Öte yandan; Mahkemece, vergi ve benzeri mali yüküm olmaması sebebiyle, doğrudan vergi mahkemesinin görevine girmeyen kaynak kullanımını destekleme fonu payı ve cezai faiz yönünden, 2576 sayılı Bölge İdare Mahkemeleri, İdare Mahkemeleri ve Vergi Mahkemelerinin Kuruluşu ve Görevleri Hakkında Kanunun, vergi mahkemelerinin görev alanını düzenleyen, 3410 sayılı Kanunun 2’nci maddesiyle değişik 6’ncı maddesi; dava konusu işlemlerin, 16 ayrı gümrük giriş beyannamesinden kaynaklanan ve ayrı hukuki rejimlere tabi olan, tahakkuk, ödeme emri ve haciz işlemleri olduğu dikkate alındığında da, aynı dilekçe ile dava konusu edilebilmelerine olanak bulunmadığından, 2577 sayılı Kanunun 5’inci maddesi; hükmüne aykırı olarak karar verilmesi, yapılan diğer usule aykırılık halleridir.
Açıklanan nedenle, temyiz isteminin kabulüne; mahkeme kararının bozulmasına; bozma kararı üzerine Mahkemece yeniden verilecek kararla birlikte yargılama giderleri de hüküm altına alınacağından, bu hususta ayrıca karar verilmesine gerek bulunmadığına 6.3.2007 gününde, esasta ve gerekçede oyçokluğu ile karar verildi.

(X) A Y R I Ş I K O Y
İcra ve İflas Kanunu hükümlerine göre, iflas, kamu borçlusunun malvarlığının tasfiyesi niteliğindedir. Türk Ticaret Kanunu hükümlerine göre de, tasfiye halinde, şirketlerin tüzel kişilikleri, tasfiye amacıyla sınırlı olarak tasfiye işlemlerinin sonuçlanıp, ticaret sicilinin silinmesine kadar devam eder.
Bu bakımdan; iflasın açılmasından sonra, şirketlerin temsili, önceki yönetim kurulu üyelerine değil; duruma göre, tasfiye memuru statüsündeki iflas dairesine veya iflas idaresine ait olmakla birlikte; yukarıda açıklandığı üzere, şirketin tüzel kişiliği devam ettiğinden, bu durumun, önceki yönetim kurulu üyeleri tarafından, iflasın açılmasından önce, şirketle vekil arasında kurulan vekalet ilişkisini etkilemesi olanaklı değildir.

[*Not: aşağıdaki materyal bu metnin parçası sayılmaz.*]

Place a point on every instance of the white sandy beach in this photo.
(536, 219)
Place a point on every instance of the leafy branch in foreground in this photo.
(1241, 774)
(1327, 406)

Böyle bir sonuca; müflisin iflas malları üzerindeki tasarruf yetkisini kısıtlayan İcra ve İflas Kanunu hükümlerine dayanılarak gidilmesine de olanak yoktur. Zira; şirketin vergi borçları sebebiyle idari dava yoluna başvurulması işlemi, iflas manasına giren mallar üzerinde müflisin tasarrufu niteliğinde değildir. Dolayısıyla; dava dilekçesini imzalayan avukat ile şirket arasında eski yönetim kurulu üyeleri tarafından kurulan vekalet ilişkisinin, duruma göre, iflas dairesi veya idaresi tarafından sona erdirilmedikçe, devamına engel bulunmamaktadır.
Bu nedenle, temyiz isteminin, 2577 sayılı İdare Yargılama Usulü Kanununun 49’uncu maddesinin 1’inci fıkrasının (a) ve (b) bentlerinde yazılı bozma sebepleri yönünden incelenmesi gerektiği oyu ile (c) bendinde yazılı sebep yönünden incelenerek verilen karara katılmıyorum.

(XX) A Y R I Ş I K O Y
Olayda; iflas idaresi memurları tarafından Av. … ‘ın vekil tayin edildiğine ilişkin vekaletnamenin müstenidatını da gösteren örneğinin, 2577 sayılı İdari Yargılama Usulü Kanununun 55’inci maddesinin 5’inci fıkrası ile göndermede bulunulan 48’inci maddesinin 2’nci fıkrası hükmü uyarınca istenilmesinden sonra, temyiz isteminin karara bağlanması gerektiği oyu ile karara karşıyım.